Another former high-ranking FARC commander, Pastor Alape, also recognized that this policy, which in addition to having deprived persons of their freedom, was “accompanied by ill-treatment and degrading actions.” The case is also hearing testimonies of forced labor from former hostages and kidnappings for ransom that funded their war against the state. “How is it possible to claim before humanity, as a valid fact, the objectification of a person, turning them into merchandise to finance a project that claimed human dignity?” expressed Londoño.

The former Secretariat said before JEP that they have provided information on 600 cases that could help find families locate loved ones who died in captivity. The commanders also confirmed that they found potential hostages by searching the yellow pages of phone directories. “I demand that the remains be delivered. When are you going to give us the exact coordinates of the mass graves?” remarked Janeth Rosas, whose brother Oscar Donald, was executed by FARC.

The United Nations Verification Mission in Colombia, as well as other international organizations, have highlighted the “immense value” of these face-to-face hearings. “The active participation of the victims, and will of ex-combatants to repair them and contribute to non-repetition, predict the reconciliation of the country,” said the UN Mission’s country representative Carlos Ruiz Massieu.

Londoño also asked forgiveness for kidnapping the country’s most vulnerable, among them subsistence farmers, agricultural workers, and local merchants. “In our blindness, we saw enemies where there were none.” Pastor Alape accepted that the guerrilla “subjected thousands of humble Colombian citizens to horrors, and same citizens for whom we rose up in arms.” The former commander of the Middle Magdalena Bloc remarked before the audience that “it hurts me deeply that as a revolutionary organization we caused so much pain.”

Another senior commander, Joaquín Gómez of the Southern Bloc also apologized to victims for kidnapping, and addressed the family of Lieutenant Colonel Elkin Hernández. “I acknowledge my responsibility for the kidnapping of Colonel Elkin and Yesid Duarte, who were dressed in civilian clothes. I am sorry that you, the relatives of the colonel have lost an exceptional person, as was Elkin. I say this because I knew him. Elkin’s thirteen years in captivity were illogical and unnecessary. We should not have uprooted anyone from their home.”
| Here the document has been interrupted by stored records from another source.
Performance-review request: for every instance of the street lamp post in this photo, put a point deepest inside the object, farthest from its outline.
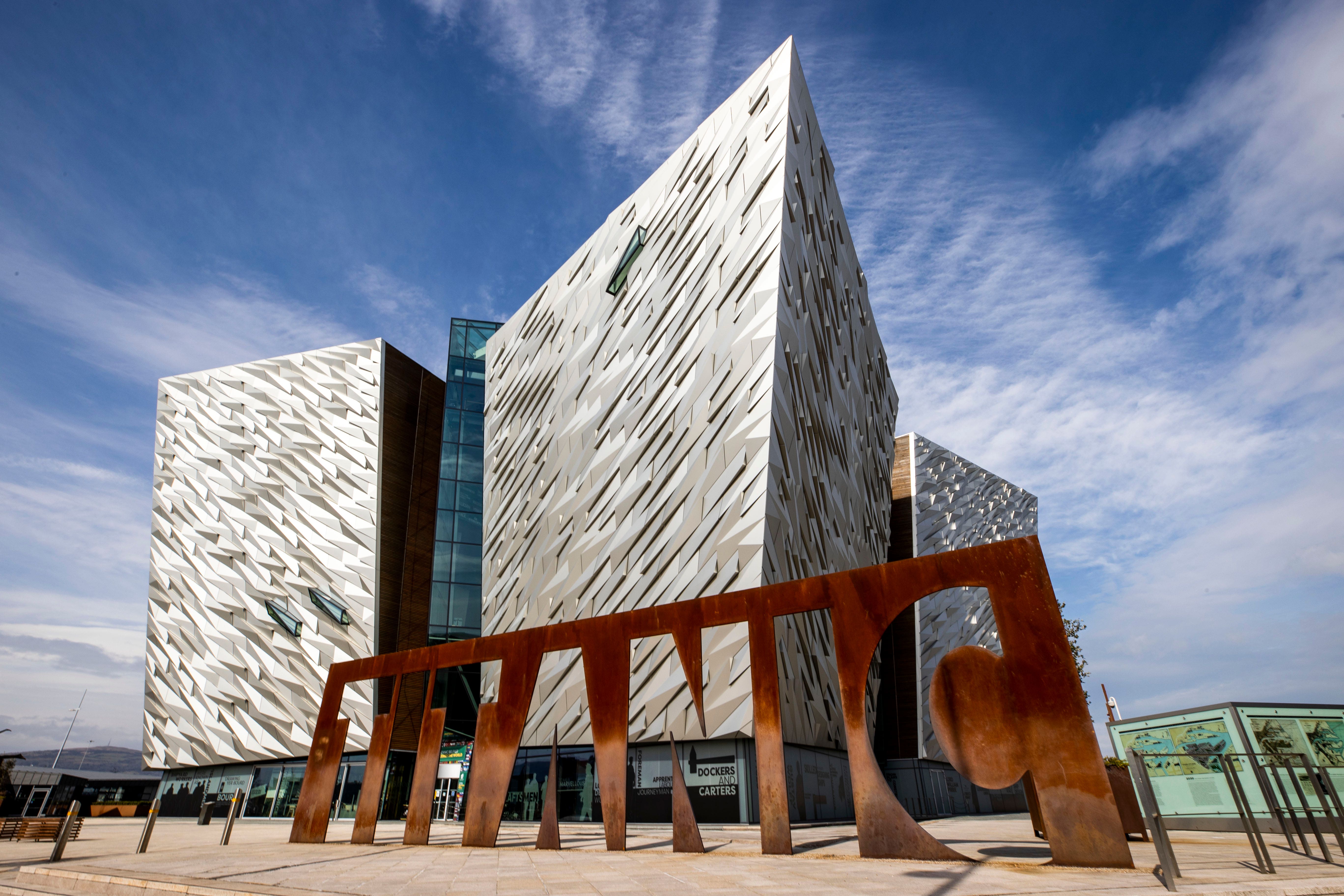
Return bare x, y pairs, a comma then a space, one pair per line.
70, 729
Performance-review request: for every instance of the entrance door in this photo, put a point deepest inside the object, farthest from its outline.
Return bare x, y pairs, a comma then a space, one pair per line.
37, 802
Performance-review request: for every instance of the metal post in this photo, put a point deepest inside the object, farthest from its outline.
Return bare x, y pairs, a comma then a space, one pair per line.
150, 828
1244, 809
70, 729
1307, 811
1271, 800
1324, 797
233, 813
1288, 808
1166, 856
66, 827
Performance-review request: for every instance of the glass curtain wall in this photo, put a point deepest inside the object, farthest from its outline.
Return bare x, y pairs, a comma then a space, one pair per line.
456, 602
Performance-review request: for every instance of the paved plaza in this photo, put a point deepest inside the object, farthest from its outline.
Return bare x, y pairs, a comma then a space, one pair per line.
186, 858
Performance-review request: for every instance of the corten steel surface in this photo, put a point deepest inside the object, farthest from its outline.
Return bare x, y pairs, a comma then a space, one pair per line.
323, 765
372, 795
421, 807
995, 718
686, 833
1002, 718
549, 832
607, 666
1123, 789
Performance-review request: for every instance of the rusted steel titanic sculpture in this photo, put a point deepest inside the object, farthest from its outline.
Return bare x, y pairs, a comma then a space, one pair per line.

The tribunal also received testimonies from high-profile hostages, among them, Ingrid Betancourt and Sigifredo López. “Everything you say is a dagger to the heart,” remarked the 2002 presidential candidate of the Green Party. Betancourt was snatched by the guerrilla as she drove to the Demilitarized Zone of the Caguán as part of her campaign.

“I have always recognized that the treatment you gave Clara Rojas (VP running mate) and me was different. It is inaccurate to paint my kidnapping as something idyllic. it was not!” she said. “I do, however, recognize that you gave us a space with a room, a closed space and that you – commander Joaquín Gómez – told your subordinates that they could not enter. I always appreciated that.”

Betancourt was held hostage by FARC for more than six years until the former right-wing President Álvaro Uribe masterminded her liberation in 2008.

The former Valle Deputy, Sigifredo López, addressed the tribunal in an emotionally-charged speech. In April 2002, FARC stormed the Departmental Assembly in Cali, Valle de Cauca, taking 12 of its representatives. López is the only survivor. “It is not enough just to apologize. You, in the name of freedom, kidnapped. And in the name of life, murdered!” he said angrily. The retired politician insisted that ex-FARC will never achieve “social forgiveness” in Colombia, and that despite the Secretariat’s pleas for forgiveness, there is an “immense debt” to truth and victims. “You screwed up my life” he clamored, waving the same chains that bound him to a tree during his three years in captivity.